もちろん、ここには慎重に考えなければならない問題もある。被害者の特定につながる情報を公表してはならないし、刑事事件として確定していない段階で私人の実名を一方的に公表することにも人権上の問題がある。しかし、だからといってNHKが加害者の情報を一切公表せず、具体的なことを説明しなくていいことにはならない。
NHK自身がそこまで重大な問題だったと認めている以上、少なくとも「どのような立場の出演者だったのか」「NHKとの契約・出演関係をその後どうしたのか」「ほかに同様の被害がないことをどう確認したのか」「なぜ公表できない情報があるのか」という点について、可能な範囲で説明する責任がある。
報道機関が企業や官公庁の不祥事を取材するとき、「プライバシーなので答えられない」という説明をそのまま受け入れることはない。どこまでが本当に秘匿すべき個人情報で、どこからが組織として説明すべき事項なのかを追及する。それを日常的に行っているNHKだからこそ、自らが当事者になったときにも同じ厳しさを自分自身に向けなければならない。
過去には山口達也の出演番組を終了させたことも
NHKがテレビ番組の出演者による性加害の問題を経験するのは、今回が初めてではない。2018年には元TOKIOの山口達也が女子高生に対する強制わいせつ容疑で書類送検される事件が起きた。山口は当時、Eテレの人気番組「Rの法則」で司会を務めており、被害者はその番組の出演者だった。NHKは事件発覚後に同番組を終了させた。

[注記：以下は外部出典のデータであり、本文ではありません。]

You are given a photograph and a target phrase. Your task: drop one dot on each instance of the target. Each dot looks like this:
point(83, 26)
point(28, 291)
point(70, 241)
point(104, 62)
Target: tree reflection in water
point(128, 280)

もちろん、山口の事件と今回の事案を単純に同一視はできない。被害者の立場も違えば、具体的な経緯も異なる。だが、出演者による性加害事件という点では共通している。
「Rの法則」はそもそも多数の中高生が出演する番組だった。山口の事件が明るみに出た際には、NHKの番組を通じて形成された出演者間の人間関係や、若者を出演させる番組の安全管理についても社会的な関心が向けられた。それほど大きな事件を経験した以上、NHKには、出演者との距離の取り方、番組外での交流、性被害が発生した際の報告経路や対応などについてしっかり考え直す機会があったはずだ。